What’s needed is a simpler, cheaper solution, and based on the proof of concept testing, FIST appears to be that solution.

“It’s ideal for smaller law enforcement agencies because it can unify operations and reporting and scale capability, creating a force multiplier,” said Ivan Cardenas, technical director of the Kestrel Technology Group, which is helping to bring FIST to market. “It is a sophisticated system, but it is easier to use than the complexity suggests.”

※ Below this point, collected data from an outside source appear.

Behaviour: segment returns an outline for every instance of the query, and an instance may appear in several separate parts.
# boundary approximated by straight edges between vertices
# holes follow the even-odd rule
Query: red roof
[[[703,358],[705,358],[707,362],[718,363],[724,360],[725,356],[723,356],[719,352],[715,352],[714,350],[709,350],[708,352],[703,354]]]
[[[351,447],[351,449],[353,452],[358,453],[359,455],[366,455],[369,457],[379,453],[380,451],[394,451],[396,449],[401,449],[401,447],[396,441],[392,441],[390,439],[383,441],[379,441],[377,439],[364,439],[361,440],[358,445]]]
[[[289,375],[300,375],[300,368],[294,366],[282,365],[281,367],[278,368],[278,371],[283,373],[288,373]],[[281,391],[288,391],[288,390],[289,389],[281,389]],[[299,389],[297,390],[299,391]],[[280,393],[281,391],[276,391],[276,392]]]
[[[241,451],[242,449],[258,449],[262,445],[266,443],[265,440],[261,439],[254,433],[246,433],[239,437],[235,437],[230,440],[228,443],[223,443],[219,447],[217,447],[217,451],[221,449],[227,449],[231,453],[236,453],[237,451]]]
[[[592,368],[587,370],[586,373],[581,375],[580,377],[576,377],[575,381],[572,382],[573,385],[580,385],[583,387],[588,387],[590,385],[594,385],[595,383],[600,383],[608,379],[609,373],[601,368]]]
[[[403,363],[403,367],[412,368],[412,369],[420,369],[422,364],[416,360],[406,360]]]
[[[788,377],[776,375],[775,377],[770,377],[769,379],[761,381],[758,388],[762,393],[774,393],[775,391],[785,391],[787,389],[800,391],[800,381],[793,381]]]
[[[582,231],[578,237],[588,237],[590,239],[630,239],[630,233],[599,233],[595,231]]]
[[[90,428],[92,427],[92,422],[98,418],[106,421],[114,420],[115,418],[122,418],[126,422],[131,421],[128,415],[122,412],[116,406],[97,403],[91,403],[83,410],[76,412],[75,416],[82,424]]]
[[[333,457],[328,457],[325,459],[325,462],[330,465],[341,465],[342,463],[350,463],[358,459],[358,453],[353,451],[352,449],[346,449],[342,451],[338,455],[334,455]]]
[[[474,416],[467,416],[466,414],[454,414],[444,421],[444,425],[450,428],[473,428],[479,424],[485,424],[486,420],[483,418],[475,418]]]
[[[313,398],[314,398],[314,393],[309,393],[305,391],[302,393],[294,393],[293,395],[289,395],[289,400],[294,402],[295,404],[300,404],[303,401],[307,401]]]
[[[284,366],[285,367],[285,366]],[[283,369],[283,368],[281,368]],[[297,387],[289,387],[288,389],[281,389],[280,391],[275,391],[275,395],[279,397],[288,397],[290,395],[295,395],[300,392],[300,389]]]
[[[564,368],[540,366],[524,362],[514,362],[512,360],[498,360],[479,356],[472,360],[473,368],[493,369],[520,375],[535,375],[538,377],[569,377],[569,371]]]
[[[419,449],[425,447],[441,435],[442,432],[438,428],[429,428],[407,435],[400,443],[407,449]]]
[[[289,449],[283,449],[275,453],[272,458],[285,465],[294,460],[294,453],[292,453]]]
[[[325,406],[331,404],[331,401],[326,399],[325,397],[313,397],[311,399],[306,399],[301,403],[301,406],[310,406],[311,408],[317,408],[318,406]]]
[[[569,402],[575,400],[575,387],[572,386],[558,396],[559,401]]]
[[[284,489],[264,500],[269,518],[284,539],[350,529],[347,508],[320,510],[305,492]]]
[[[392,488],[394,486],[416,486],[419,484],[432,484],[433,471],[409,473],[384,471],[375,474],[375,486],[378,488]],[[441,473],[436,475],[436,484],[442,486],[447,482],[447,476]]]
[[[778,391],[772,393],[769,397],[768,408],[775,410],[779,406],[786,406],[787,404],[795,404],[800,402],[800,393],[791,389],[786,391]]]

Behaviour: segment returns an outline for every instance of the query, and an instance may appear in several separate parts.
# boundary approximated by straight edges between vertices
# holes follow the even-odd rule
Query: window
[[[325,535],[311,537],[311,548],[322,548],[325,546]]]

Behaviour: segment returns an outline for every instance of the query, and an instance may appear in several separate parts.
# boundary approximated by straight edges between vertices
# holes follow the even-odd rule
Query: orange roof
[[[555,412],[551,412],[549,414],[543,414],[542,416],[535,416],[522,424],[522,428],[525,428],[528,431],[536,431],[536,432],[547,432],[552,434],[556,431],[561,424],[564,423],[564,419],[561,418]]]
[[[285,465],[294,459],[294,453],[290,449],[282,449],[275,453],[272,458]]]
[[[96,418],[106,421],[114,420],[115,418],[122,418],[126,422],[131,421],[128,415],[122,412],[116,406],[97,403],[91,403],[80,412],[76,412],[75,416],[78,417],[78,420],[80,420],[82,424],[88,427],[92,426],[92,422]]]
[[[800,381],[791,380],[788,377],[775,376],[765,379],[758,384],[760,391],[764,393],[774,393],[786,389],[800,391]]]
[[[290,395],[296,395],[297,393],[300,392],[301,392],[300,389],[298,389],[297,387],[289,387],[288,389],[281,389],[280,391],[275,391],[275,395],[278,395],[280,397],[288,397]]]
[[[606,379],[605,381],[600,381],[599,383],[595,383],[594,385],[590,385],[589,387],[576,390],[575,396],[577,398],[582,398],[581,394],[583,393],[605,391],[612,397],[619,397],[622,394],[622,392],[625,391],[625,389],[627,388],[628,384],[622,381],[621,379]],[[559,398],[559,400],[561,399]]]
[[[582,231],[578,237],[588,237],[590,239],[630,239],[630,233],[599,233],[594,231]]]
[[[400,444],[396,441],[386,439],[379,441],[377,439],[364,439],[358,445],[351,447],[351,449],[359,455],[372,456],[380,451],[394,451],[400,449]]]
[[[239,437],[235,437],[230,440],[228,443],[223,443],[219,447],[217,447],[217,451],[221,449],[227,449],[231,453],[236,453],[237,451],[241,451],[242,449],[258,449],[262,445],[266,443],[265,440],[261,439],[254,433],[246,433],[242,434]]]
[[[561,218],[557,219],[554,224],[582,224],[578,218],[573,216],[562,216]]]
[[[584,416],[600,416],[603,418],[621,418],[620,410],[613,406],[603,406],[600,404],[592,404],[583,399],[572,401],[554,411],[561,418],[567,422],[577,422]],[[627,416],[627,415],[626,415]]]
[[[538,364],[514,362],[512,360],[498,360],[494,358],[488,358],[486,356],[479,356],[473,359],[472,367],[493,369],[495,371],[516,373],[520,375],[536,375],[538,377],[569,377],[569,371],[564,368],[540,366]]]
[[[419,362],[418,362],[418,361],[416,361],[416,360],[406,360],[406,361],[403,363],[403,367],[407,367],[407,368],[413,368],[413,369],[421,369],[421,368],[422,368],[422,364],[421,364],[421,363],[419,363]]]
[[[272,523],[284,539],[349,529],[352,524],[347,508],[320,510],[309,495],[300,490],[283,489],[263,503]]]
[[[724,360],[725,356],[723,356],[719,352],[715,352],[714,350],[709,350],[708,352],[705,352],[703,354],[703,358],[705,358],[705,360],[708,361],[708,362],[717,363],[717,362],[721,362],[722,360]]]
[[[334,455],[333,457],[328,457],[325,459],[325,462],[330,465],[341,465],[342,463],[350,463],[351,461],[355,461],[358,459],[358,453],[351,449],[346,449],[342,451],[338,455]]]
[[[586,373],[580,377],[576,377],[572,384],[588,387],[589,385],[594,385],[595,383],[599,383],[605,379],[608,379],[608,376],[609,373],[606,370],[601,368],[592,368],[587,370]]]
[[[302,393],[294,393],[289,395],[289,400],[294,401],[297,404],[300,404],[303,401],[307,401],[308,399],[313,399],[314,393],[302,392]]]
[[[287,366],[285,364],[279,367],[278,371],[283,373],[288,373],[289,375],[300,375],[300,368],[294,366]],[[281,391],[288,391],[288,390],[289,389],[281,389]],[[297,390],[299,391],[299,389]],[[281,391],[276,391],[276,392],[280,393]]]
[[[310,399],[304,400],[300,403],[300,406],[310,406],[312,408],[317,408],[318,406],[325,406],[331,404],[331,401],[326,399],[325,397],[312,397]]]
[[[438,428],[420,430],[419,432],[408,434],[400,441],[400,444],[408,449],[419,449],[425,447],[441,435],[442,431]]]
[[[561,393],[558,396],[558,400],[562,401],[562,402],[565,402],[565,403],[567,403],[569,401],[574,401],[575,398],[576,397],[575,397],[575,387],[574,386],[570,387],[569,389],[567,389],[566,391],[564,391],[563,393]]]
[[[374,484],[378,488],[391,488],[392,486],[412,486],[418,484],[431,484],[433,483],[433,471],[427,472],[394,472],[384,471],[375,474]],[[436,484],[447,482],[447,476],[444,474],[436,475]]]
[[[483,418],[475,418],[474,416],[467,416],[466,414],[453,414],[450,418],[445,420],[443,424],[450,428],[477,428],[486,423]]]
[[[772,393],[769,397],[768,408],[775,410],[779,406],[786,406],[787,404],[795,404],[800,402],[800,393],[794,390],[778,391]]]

There are a few moving parts here. There are applications that allow off-the-shelf technologies to record and report intelligence, such as the location of a breach in the border fence or evidence of people moving through the rugged terrain. There are existing law enforcement and Border Patrol network capabilities (or cloud-based tools) that store that information. The secret sauce, however, is the complex digital architecture that allows real-time control and fusion of multiple information sources in a way that supports the mission. This is the one thing that has been missing from the border communications and intelligence efforts, and it’s why DHS has struggled to address the challenges to this point. The innovation is in the complexity, and FIST makes it simple.

Of course, that complex innovation is for naught if the agents in the field cannot transmit and receive intelligence. Enter SiRRAN Communications, another stakeholder at the proof of concept test in Arizona.

“We often forget that without network access, we’re blind,” said SiRRAN’s Director of Sales Mark Briggs. “Our technology brings that cell network to anywhere that it is needed.”

Briggs describes this technology as a portable, battery powered cell network—a network in a box. It creates a local, closed network that any agent within range can access to communicate and record intelligence. The unit provides local communication in areas where there is no coverage, and if there is no way to access the communications grid, it captures intelligence and transmits it to the larger repository as soon as it finds a signal.

The lesson here is not just that FIST is a workable system to satisfy the mission needs of America’s border security and law enforcement professionals. It’s also that the answer to the communications challenges along the border will not come in the form of $1 billion worth of cell towers built under DHS management. If it were, we would have solved this problem by now. The fact that we have not reveals that the ultimate solution is necessarily complex and multifaceted while also being easy to use and in-line with realistic operating budgets.

Perhaps the most important lesson, however, is that there are real tools that our Border Patrol and law enforcement officers could be using. Right now there are thousands of men and women on the border, and until we give them the tools they need to do their job, it will make border security and the safety of our frontline heroes difficult to sustain.